Life on the death beat

Sandra Martin, the obit Queen. Photo by Nigel Dickson.

I had a visit with the Queen this past week. Not Elizabeth II. No one with any royal blood really. But she has certainly worn a crown, of sorts, as the best at what she does. In fact, she has won gold and silver recognition in her profession. She is a writer, a writer of one of the oldest forms of journalism and among the most actively followed sections of published newspapers – the obituary.

“Her subjects (are) the famous as well as the unknown,” said a press release promoting her most recent book. “Sandra Martin is the obit Queen of Canada.”

About 10 years ago, journalist Sandra Martin was working at the Globe and Mail writing book reviews and arts features. She had already won a batch of National Magazine Awards, the Atkinson and William Southam Journalism Fellowships and a lectureship at the University of Victoria. She said to me recently that she didn’t think another interview and feature would reveal much more of Margaret Atwood than had already been revealed. She discovered that the job of writing obituaries – stories about those who’d recently died – was coming open at the Globe.

“Are you interested in the Siberia of journalism?” someone asked her. She was, but as far as she was concerned, right from the beginning, she viewed obituaries as “writing about life, not death.”

Martin jumped into her work. She approached the task of capturing her subjects not so much as biographical sketches of lives lived, but more as a chance to revisit their accomplishments and shortcomings. She explained that in obituary writing, the difference between humdrum and compelling rested in the writer’s ability to document weaknesses, celebrate strengths and place the person’s life into the context of what else was happening around them.

“What struck me about Rocket Richard,” she pointed out as an example, “was how vulnerable he was. He was a star in the radio era, the first francophone hockey star… and he got caught up in the controversies that existed between Quebec and the rest of Canada.”

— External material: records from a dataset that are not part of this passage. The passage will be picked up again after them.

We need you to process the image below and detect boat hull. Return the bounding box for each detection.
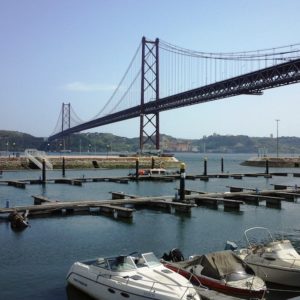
[246,261,300,287]
[164,263,265,299]
[67,273,160,300]
[67,262,200,300]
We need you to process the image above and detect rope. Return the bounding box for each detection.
[160,39,300,60]
[91,41,142,119]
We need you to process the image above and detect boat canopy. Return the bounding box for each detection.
[175,251,252,280]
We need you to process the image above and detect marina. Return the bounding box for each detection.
[1,153,300,300]
[2,1,300,299]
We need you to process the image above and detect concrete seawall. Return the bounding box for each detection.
[241,156,300,168]
[0,155,181,170]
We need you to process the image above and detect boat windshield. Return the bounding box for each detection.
[244,227,274,247]
[142,252,161,267]
[107,256,137,272]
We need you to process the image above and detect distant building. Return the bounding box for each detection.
[162,141,191,152]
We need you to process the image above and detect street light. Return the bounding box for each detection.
[276,119,280,158]
[106,145,110,158]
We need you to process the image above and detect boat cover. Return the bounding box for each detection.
[172,250,248,280]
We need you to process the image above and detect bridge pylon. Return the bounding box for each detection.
[61,102,71,150]
[140,37,160,151]
[62,103,71,132]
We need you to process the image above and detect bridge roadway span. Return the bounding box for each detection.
[49,58,300,140]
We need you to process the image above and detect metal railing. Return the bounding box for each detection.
[24,149,53,170]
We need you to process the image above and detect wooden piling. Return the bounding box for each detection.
[62,157,65,177]
[42,159,46,183]
[265,159,269,174]
[179,163,186,201]
[203,157,207,176]
[135,158,139,180]
[221,157,224,173]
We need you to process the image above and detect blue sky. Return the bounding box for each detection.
[1,0,300,139]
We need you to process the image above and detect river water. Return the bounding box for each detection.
[1,153,300,300]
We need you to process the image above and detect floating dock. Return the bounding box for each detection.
[1,186,299,221]
[1,170,300,189]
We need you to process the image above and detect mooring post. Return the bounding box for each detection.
[265,159,269,174]
[151,156,155,169]
[62,157,65,177]
[135,158,139,180]
[42,159,46,184]
[203,157,207,176]
[221,157,224,173]
[179,163,186,201]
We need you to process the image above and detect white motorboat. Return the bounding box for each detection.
[234,227,300,287]
[67,252,201,300]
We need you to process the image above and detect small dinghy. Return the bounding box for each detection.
[162,248,266,299]
[8,210,29,230]
[232,227,300,287]
[67,251,201,300]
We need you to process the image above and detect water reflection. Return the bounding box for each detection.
[66,284,94,300]
[266,283,300,300]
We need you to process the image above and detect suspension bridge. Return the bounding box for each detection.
[48,37,300,150]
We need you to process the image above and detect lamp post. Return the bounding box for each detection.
[106,145,109,158]
[276,119,280,158]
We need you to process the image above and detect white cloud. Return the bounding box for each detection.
[62,82,117,92]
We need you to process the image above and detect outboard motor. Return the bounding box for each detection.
[170,248,184,262]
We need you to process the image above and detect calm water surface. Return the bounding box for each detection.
[1,153,300,300]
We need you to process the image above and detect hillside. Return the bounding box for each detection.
[1,130,300,154]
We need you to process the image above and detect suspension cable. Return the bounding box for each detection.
[91,41,142,119]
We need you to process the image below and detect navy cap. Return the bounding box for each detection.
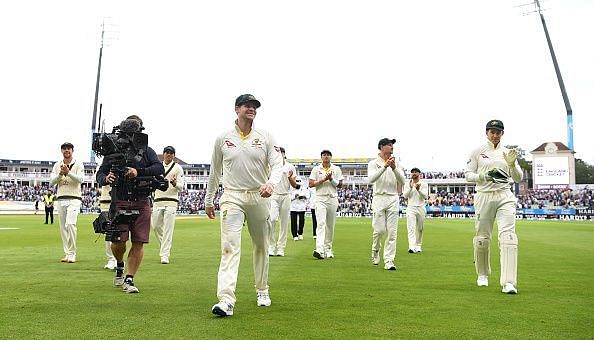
[163,146,176,154]
[410,167,421,173]
[235,94,261,108]
[61,142,74,149]
[486,119,504,131]
[378,138,396,150]
[321,149,332,156]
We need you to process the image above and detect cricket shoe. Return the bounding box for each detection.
[502,283,518,294]
[371,250,380,265]
[326,251,334,258]
[160,256,169,264]
[257,291,271,307]
[104,260,117,270]
[384,261,397,270]
[313,250,324,259]
[408,249,416,254]
[477,275,489,287]
[113,275,124,287]
[122,278,139,293]
[293,237,299,241]
[298,235,303,240]
[212,302,234,317]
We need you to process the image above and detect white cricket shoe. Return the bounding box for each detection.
[298,235,303,240]
[160,256,169,264]
[371,250,380,265]
[257,291,272,307]
[293,236,299,241]
[122,278,139,293]
[268,249,275,256]
[276,250,284,257]
[502,283,518,294]
[104,260,117,270]
[415,246,422,253]
[384,261,397,270]
[477,275,489,287]
[212,302,234,316]
[326,251,334,258]
[113,275,124,287]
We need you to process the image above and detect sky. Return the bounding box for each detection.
[1,0,592,170]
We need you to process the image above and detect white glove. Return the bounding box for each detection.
[504,149,517,166]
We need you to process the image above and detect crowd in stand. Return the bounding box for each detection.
[1,182,592,212]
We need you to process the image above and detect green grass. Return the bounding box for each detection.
[0,215,593,339]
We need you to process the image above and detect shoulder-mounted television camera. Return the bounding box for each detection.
[92,118,168,242]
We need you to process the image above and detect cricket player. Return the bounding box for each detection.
[152,145,185,264]
[309,149,343,259]
[403,167,428,254]
[464,119,522,294]
[206,94,283,317]
[99,185,117,270]
[49,142,84,263]
[367,138,405,270]
[268,147,298,256]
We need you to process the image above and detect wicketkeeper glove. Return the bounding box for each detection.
[487,167,510,184]
[504,148,518,166]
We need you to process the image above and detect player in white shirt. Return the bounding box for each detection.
[290,177,309,240]
[268,147,298,256]
[367,138,405,270]
[402,167,429,254]
[49,142,84,263]
[152,146,185,264]
[306,186,318,239]
[464,119,523,294]
[206,94,283,317]
[309,150,343,259]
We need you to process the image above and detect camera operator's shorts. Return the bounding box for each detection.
[115,199,151,243]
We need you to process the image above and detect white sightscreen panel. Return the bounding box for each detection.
[534,157,570,185]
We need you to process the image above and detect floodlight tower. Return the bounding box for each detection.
[90,21,105,163]
[533,0,575,151]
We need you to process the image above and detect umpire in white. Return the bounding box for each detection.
[367,138,405,270]
[464,119,522,294]
[152,146,184,264]
[205,94,283,317]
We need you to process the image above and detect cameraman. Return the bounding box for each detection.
[96,115,164,294]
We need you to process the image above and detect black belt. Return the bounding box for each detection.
[56,196,82,201]
[154,197,179,203]
[99,200,112,204]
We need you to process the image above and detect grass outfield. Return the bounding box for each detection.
[0,215,593,339]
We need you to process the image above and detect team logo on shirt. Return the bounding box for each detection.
[251,138,263,148]
[224,140,236,148]
[479,153,489,158]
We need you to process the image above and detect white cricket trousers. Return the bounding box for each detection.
[473,190,518,286]
[217,190,271,305]
[269,193,290,253]
[152,205,178,258]
[371,194,399,262]
[57,199,81,258]
[100,203,115,262]
[315,196,339,255]
[406,206,426,250]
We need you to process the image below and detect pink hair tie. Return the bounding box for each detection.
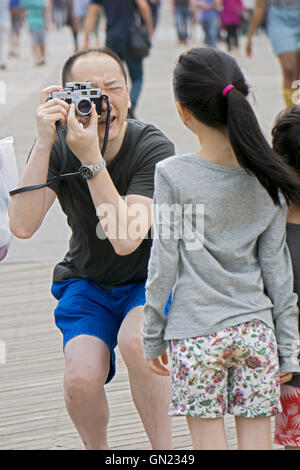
[222,84,235,97]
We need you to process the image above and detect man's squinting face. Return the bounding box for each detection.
[69,54,131,142]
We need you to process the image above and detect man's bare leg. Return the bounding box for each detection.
[64,335,111,450]
[118,306,173,450]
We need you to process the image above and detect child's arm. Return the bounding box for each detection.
[258,204,300,375]
[142,165,181,369]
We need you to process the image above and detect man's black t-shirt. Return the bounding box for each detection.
[47,119,175,289]
[91,0,136,42]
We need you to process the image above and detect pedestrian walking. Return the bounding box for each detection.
[20,0,48,66]
[83,0,154,119]
[271,106,300,450]
[0,0,10,70]
[170,0,192,45]
[194,0,221,47]
[246,0,300,108]
[9,0,24,57]
[52,0,65,29]
[142,46,300,450]
[8,47,174,450]
[220,0,246,54]
[71,0,101,51]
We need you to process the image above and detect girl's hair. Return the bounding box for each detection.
[173,47,300,206]
[272,105,300,172]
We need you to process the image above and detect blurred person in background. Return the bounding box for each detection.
[83,0,153,119]
[170,0,192,45]
[220,0,246,54]
[52,0,66,29]
[246,0,300,108]
[0,0,10,70]
[9,0,24,57]
[21,0,49,66]
[194,0,221,48]
[72,0,101,51]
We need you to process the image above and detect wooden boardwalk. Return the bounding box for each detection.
[0,261,281,450]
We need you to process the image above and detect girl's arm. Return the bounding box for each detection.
[142,165,181,361]
[258,204,300,374]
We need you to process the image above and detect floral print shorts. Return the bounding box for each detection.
[274,385,300,448]
[169,320,281,418]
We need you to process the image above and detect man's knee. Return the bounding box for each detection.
[64,365,106,400]
[118,329,144,364]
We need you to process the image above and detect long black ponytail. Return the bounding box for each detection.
[173,47,300,206]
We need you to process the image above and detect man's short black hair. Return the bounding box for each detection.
[62,47,128,86]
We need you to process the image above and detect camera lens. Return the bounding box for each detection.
[76,98,93,116]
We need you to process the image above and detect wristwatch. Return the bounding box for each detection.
[79,159,106,180]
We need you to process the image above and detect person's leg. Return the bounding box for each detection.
[187,417,228,450]
[235,416,272,450]
[174,7,179,40]
[278,51,298,107]
[117,305,173,450]
[175,7,184,42]
[124,56,143,115]
[64,334,111,450]
[225,25,231,52]
[201,19,209,46]
[232,25,239,49]
[0,25,9,68]
[182,7,190,42]
[204,18,218,47]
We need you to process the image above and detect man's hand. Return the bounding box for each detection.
[66,103,102,163]
[280,372,293,384]
[147,351,170,376]
[36,86,69,147]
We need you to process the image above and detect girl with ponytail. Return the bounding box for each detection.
[142,47,300,450]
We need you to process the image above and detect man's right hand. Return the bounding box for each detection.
[36,86,70,148]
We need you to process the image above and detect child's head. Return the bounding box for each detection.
[173,47,300,206]
[272,105,300,173]
[173,47,248,130]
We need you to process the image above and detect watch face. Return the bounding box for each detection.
[80,166,93,179]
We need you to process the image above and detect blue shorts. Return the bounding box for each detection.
[267,4,300,56]
[51,278,171,384]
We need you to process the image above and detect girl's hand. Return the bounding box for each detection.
[280,372,293,384]
[66,103,102,164]
[147,351,170,376]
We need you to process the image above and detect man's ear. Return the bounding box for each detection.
[176,102,190,125]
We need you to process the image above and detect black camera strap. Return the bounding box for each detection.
[9,95,111,197]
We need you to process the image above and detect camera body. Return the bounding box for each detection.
[50,81,102,117]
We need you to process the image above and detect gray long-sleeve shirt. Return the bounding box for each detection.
[142,154,300,373]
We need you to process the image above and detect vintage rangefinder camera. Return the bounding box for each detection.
[50,81,102,117]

Martin said she was also inspired by the lives of the women whose obituaries she wrote. Her recounting of the life of Bertha Wilson was a perfect example. At 31, a homemaker and minister’s wife, in 1954 Wilson manages to fight her way into law school, among the first women to be accepted. And in time, dedicating her life not to raising a family but to her study of law, Wilson rises to become the first woman to sit on the Supreme Court of Canada bench. She then participates in many of the key decisions securing women’s rights, including a woman’s constitutional right to choose to have an abortion; the 25th anniversary of that decision was marked this past week.

“It is not just a medical decision,” Wilson wrote in the 1988 Henry Morgentaler decision. “It is a profound social and ethical one as well. It asserts that the woman’s capacity to reproduce is to be subject not to her control, but to that of the state.”

At some point in her decade-long career at the Globe and Mail, a colleague asked Martin, “So how’s life on the dead beat?” Sandra realized there was something in that and several years ago. She began assembling some of her past work and some specially prepared portraits in a book “Working the Dead Beat: 50 Lives that Changed Canada.” In the book she includes her obits of politicians (Pierre Trudeau, Duff Roblin and Louis Robichaud); artists (Pierre Berton, Celia Franka and Oscar Peterson); entrepreneurs (Ed Mirvish, Ted Rogers and Ken Thomson); and architects of life (Arthur Erickson, Jane Jacobs and Donald Marshall).

“There is no such thing as an uninteresting life,” Martin said, “but there are badly researched and written accounts.”

Sandra Martin is old school when it comes to getting the story. She learned the profession – as I did – when we researched at stacks and shelves in the library, met with sources in person for interviews and bashed out our stories on the keys of manual typewriters. Not that modern journalism is less effective. “I just love the hands-on digging,” Martin said.

Among the more fascinating stories behind Sandra Martin’s journey into obituary writing was one she has never captured in writing. It involved Alfred Nobel, the man responsible for creating the Nobel Peace Prize, although that wasn’t his first claim to fame. Martin explained that Nobel, also the inventor of dynamite, one day picked up a newspaper containing the obituary of his brother, Ludvig; except that the writer had mistakenly thought it was Alfred who had died. The obit writer dwelled on Nobel’s explosive invention and all the destruction it had wrought. Nobel realized he could “rehabilitate his own legacy” and became a philanthropist, creating and funding the Nobel Peace Prizes. Sandra Martin considers her exploration of the obituary much the same way – creating her own legacy.

“What would you want in your obituary?” a colleague asked Martin.

“That I asked good questions and wrote good sentences,” she replied.